Rumors have been flying today about Xerox possibly buying HP Inc., the printer and computer company. The company issued a public statement this afternoon confirming that there are talks ongoing, and that it will do whatever is in the best interest of shareholders.
The Wall Street Journal got things rolling earlier today when it published a report that Xerox was interested in the printer company, reporting the offer could be for more than $27 billion. That’s a lot of money and the company has to at least consider it (assuming it’s accurate).

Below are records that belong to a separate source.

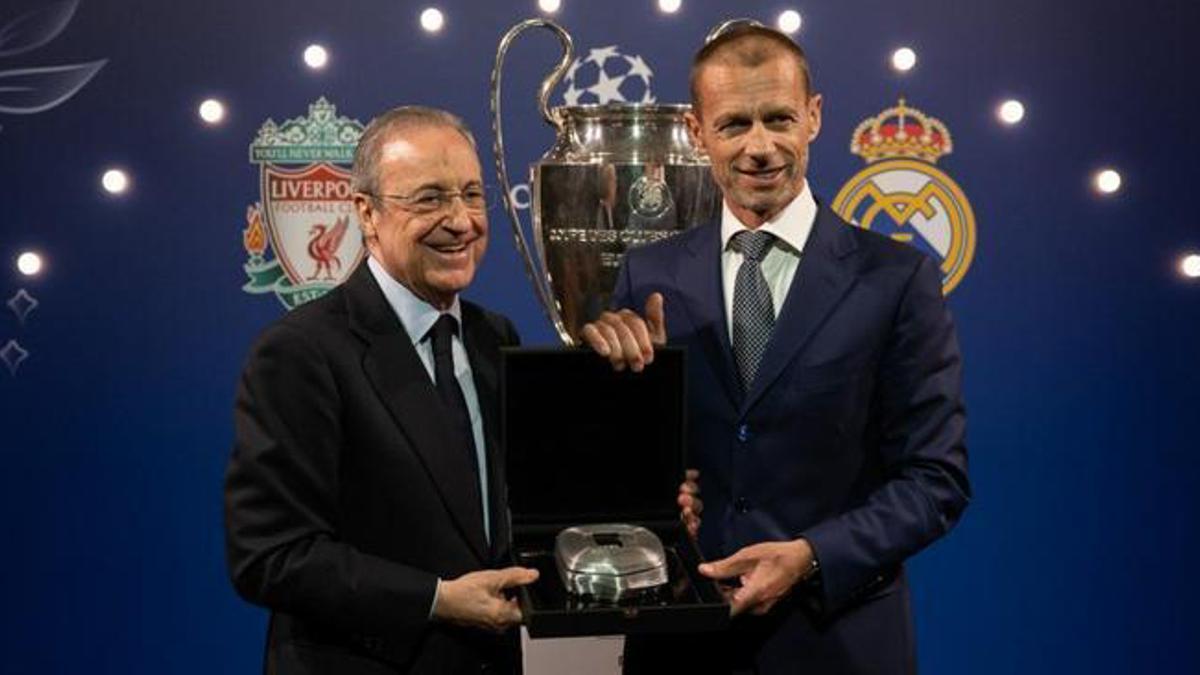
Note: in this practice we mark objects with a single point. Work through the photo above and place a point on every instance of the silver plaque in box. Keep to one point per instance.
(618, 175)
(610, 562)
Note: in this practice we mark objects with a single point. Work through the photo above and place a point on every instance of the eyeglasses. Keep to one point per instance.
(432, 201)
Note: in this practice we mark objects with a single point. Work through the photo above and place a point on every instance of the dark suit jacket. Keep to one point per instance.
(347, 496)
(852, 435)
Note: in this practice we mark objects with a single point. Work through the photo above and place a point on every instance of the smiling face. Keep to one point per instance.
(756, 124)
(433, 255)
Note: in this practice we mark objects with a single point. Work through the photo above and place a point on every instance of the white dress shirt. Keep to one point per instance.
(791, 228)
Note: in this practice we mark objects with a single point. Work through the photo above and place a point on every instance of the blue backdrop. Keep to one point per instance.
(1080, 336)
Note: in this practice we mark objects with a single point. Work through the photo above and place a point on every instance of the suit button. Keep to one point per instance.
(744, 432)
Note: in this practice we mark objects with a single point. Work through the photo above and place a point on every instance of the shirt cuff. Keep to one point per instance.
(433, 605)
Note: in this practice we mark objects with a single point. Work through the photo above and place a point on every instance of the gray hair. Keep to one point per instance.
(748, 45)
(365, 173)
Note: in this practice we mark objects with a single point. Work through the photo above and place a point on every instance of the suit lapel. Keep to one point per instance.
(821, 281)
(705, 304)
(402, 383)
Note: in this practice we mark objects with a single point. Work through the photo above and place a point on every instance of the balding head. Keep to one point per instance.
(748, 46)
(365, 173)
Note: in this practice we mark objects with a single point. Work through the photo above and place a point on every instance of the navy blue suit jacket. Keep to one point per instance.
(851, 436)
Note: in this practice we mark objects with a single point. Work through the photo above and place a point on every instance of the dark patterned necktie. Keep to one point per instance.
(448, 384)
(754, 314)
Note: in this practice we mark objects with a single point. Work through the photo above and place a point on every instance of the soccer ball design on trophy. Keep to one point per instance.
(606, 76)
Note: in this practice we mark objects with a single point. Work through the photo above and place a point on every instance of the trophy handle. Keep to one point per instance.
(725, 27)
(540, 279)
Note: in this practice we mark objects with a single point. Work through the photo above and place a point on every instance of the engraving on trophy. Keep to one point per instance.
(618, 175)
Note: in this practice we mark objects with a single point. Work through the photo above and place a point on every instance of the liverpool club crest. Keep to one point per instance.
(305, 213)
(903, 195)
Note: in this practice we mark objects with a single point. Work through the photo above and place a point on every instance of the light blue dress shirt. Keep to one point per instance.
(418, 317)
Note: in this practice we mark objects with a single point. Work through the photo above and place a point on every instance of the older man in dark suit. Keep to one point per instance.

HP acknowledged there are ongoing discussions between the two companies and that it received an offer letter from Xerox yesterday. What’s odd about this particular deal is that HP is the company with a much larger market cap of $29 billion, while Xerox is just a tad over $8 billion. The canary is eating the cat here.
Here is HP’s complete statement on the situation:
As reviewed at HP’s most recent Securities Analyst Meeting, we have great confidence in our multi-year strategy and our ability to position the company for continued success in an evolving industry, particularly given the multiple levers available to drive value creation.
Against this backdrop, we have had conversations with Xerox Holdings Corporation (NYSE: XRX) from time to time about a potential business combination. We have considered, among other things, what would be required to merit a transaction. Most recently, we received a proposal transmitted yesterday.
We have a record of taking action if there is a better path forward and will continue to act with deliberation, discipline and an eye towards what is in the best interest of all our shareholders.
Hewlett-Packard, one of the early stalwarts of Silicon Valley, split into two companies in 2014. HP Inc. got printers and PCs. HP Enterprise got servers and enterprise software.
HP stock was up 6.36% today as of publication. Xerox was up 3.55%.